The most common way to get pelvic inflammatory disease is through sexual contact with someone who has gonorrhea or chlamydia, which are bacterial STDs. Germs spread up the vagina and infect the cervix, then the bacteria travels to other reproductive organs. Bacteria can also move up into a woman’s reproductive tract through douching. In rare cases, PID develops without any STD contact; how normal bacteria causes PID is unknown.
PID can develop quickly or over a few weeks or months. Some women suffer severe symptoms, while others have hardly any. This can be especially dangerous, since internal damage can occur without a woman even knowing she has PID. Among the warning signs to look out for are lower abdominal pain (the most common symptom), fever, smelly yellow or green vaginal discharge or bleeding, and painful intercourse, pain in the upper right abdomen, urination and/or bowel movements. If a woman experiences any of these, particularly at the end of a menstrual period, she should see her health care provider right away.

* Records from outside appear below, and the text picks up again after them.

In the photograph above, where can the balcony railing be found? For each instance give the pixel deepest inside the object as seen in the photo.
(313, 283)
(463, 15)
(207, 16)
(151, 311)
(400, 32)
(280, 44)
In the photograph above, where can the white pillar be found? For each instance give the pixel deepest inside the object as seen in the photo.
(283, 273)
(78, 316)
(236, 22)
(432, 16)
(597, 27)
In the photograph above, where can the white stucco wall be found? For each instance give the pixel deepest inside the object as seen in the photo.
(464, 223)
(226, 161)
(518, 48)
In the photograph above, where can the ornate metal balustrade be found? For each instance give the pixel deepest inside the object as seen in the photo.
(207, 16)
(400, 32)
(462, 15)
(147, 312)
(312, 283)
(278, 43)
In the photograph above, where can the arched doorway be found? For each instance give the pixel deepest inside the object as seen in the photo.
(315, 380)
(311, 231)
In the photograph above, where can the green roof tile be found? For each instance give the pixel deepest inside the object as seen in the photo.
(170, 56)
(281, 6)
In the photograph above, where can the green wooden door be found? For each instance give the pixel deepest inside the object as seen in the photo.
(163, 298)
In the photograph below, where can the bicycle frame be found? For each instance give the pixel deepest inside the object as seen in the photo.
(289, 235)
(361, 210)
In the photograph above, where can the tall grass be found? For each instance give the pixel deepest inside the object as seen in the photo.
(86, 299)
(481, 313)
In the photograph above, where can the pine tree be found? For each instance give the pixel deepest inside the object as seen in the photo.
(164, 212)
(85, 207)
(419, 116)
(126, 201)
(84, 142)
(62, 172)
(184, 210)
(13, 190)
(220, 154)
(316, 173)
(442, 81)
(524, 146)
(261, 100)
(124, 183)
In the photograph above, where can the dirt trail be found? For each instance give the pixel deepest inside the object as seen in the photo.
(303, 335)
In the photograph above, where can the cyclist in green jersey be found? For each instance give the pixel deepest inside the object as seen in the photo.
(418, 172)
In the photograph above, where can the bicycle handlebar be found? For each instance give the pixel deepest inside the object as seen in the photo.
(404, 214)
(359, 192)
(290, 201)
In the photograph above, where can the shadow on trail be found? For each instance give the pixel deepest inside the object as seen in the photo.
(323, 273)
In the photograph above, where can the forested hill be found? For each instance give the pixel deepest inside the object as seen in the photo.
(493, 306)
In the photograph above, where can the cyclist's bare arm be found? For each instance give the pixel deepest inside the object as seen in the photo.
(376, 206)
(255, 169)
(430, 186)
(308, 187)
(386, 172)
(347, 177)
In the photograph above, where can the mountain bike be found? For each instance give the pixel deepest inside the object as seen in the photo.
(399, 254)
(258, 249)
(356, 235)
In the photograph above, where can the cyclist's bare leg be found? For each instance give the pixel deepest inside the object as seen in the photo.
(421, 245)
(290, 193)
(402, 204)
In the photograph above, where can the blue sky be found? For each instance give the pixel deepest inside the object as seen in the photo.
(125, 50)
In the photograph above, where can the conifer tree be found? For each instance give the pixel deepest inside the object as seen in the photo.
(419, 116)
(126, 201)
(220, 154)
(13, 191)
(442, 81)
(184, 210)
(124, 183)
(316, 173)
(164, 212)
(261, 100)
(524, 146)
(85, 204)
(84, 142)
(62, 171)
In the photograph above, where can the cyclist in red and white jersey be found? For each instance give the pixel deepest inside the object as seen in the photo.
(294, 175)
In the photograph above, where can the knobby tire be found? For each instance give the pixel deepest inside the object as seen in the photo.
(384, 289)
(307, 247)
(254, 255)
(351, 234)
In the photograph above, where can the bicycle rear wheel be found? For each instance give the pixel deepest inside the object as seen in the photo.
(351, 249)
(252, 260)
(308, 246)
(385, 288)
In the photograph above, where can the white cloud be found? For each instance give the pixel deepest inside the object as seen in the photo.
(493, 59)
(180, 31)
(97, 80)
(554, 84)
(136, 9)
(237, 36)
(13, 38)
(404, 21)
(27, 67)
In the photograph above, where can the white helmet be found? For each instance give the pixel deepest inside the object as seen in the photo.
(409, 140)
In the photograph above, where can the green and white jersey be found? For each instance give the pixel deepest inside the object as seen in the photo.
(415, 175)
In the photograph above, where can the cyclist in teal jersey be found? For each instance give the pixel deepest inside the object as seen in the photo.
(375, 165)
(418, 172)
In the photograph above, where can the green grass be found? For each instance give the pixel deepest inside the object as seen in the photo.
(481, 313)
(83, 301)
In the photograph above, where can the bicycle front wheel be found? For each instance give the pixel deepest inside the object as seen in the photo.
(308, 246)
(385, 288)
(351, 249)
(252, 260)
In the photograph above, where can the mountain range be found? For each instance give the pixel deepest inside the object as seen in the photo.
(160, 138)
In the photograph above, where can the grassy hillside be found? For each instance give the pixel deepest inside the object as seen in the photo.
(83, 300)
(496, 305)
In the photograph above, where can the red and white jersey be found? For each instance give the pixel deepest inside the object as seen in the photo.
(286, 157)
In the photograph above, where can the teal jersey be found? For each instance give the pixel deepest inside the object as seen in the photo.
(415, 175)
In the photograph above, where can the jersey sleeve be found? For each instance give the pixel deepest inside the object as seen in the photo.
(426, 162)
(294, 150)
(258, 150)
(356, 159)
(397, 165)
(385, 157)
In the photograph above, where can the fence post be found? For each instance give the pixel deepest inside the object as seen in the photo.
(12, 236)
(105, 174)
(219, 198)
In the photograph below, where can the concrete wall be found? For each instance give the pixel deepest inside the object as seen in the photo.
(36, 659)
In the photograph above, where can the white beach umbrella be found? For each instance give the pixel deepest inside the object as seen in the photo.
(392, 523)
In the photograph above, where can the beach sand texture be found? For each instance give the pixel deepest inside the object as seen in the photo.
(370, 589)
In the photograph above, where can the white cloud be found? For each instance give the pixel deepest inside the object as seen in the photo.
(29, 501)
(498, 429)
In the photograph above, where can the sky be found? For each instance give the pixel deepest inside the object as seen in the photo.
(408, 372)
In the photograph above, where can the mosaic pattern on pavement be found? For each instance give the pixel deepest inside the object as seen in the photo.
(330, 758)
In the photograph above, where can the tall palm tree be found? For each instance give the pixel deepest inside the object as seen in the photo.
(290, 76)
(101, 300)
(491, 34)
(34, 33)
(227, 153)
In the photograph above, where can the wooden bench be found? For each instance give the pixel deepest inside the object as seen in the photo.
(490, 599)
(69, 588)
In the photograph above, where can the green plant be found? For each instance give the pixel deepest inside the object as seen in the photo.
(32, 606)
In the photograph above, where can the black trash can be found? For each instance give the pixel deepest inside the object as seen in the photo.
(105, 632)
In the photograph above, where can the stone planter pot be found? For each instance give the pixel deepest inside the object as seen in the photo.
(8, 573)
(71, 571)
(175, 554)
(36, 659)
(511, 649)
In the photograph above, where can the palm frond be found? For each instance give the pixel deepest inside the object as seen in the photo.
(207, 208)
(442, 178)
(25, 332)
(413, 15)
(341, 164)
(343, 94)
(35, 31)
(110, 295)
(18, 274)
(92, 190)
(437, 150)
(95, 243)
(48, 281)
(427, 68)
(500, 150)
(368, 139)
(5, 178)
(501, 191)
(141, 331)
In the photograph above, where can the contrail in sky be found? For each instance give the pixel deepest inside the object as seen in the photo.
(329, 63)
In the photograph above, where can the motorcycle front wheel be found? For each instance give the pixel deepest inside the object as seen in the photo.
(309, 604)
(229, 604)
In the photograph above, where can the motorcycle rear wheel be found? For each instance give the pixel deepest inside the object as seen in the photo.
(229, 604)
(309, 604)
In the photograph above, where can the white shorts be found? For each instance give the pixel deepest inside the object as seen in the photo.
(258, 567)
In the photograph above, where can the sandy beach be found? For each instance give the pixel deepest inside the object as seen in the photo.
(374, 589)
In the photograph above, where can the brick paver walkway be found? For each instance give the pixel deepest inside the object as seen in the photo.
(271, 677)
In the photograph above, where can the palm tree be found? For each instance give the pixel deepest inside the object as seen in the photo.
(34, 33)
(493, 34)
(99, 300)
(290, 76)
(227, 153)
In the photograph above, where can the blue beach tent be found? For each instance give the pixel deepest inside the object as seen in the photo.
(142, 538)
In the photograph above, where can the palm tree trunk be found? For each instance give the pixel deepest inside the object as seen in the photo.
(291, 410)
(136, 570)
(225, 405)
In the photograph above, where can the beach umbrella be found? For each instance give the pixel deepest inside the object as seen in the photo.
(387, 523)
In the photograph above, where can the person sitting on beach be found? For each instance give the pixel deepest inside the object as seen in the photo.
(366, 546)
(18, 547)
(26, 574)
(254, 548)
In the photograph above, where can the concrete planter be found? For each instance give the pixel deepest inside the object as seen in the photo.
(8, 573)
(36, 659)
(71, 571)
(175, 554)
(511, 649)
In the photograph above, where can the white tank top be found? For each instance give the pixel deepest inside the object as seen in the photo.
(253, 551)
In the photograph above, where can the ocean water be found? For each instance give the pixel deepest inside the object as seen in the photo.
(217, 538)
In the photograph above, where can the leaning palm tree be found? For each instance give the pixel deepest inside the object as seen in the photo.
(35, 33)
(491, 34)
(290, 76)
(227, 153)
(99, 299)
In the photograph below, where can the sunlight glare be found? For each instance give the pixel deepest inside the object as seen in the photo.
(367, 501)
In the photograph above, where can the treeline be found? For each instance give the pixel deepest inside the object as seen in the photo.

PID Diagnosis and Treatment
Pelvic inflammatory disease can be difficult to diagnose when the symptoms are mild, which is sometimes the case when a woman is infected through exposure to chlamydia. PID caused by gonorrhea can come on fast and often be accompanied by acute pain and fever. There is no specific test for PID, so a health care provider will conduct a general and pelvic examination and test for STDs and infections. A pelvic ultrasound, laparoscopy or uterine biopsy may be performed to check on internal organs.
PID must be treated as soon as possible to prevent serious complications. Antibiotic treatment can cure most cases, and more than one antibiotic is often prescribed, to combat a range of infections. However, even with successful treatment, reproductive organs can be permanently damaged. (If a woman is being treated for PID, her partner should be treated as well, even if asymptomatic, to lessen the risk of re-infection. Don’t engage in sexual activity until both have completed the course of medication.) In severe cases of PID, a woman might be hospitalized to treat extreme symptoms or complications. A pregnant woman or a woman who is HIV-positive who contracts PID will also probably be hospitalized.
Serious Complications of PID
PID can result in serious complications if treatment is delayed and is the most common cause of infertility in women. Women with untreated pelvic inflammatory disease are at risk for permanent fallopian tube damage. Scar tissue develops and blocks the tubes and/or ovaries, which can lead to infertility (eggs don’t develop properly or cannot travel from the ovaries to be fertilized) or ectopic pregnancy. Other potential problems associated with PID include chronic pelvic pain, ovarian abscess and scarring; these can sometimes be successfully treated with surgery. Once a woman has had PID, she can get it again (about a third do), and each occurrence increases the risk of infertility.
The only certain way to prevent PID is sexual abstinence. If you are sexually active, limit the number of partners, practice safe sex and be tested regularly for STDs. Using latex condoms during sex can reduce the risk of gonorrhea and chlamydia, the most common causes of PID. Don’t douche, as this can move bad bacteria into the upper reproductive organs. If you contract an STD or experience any suspicious symptoms, see your health care provider immediately.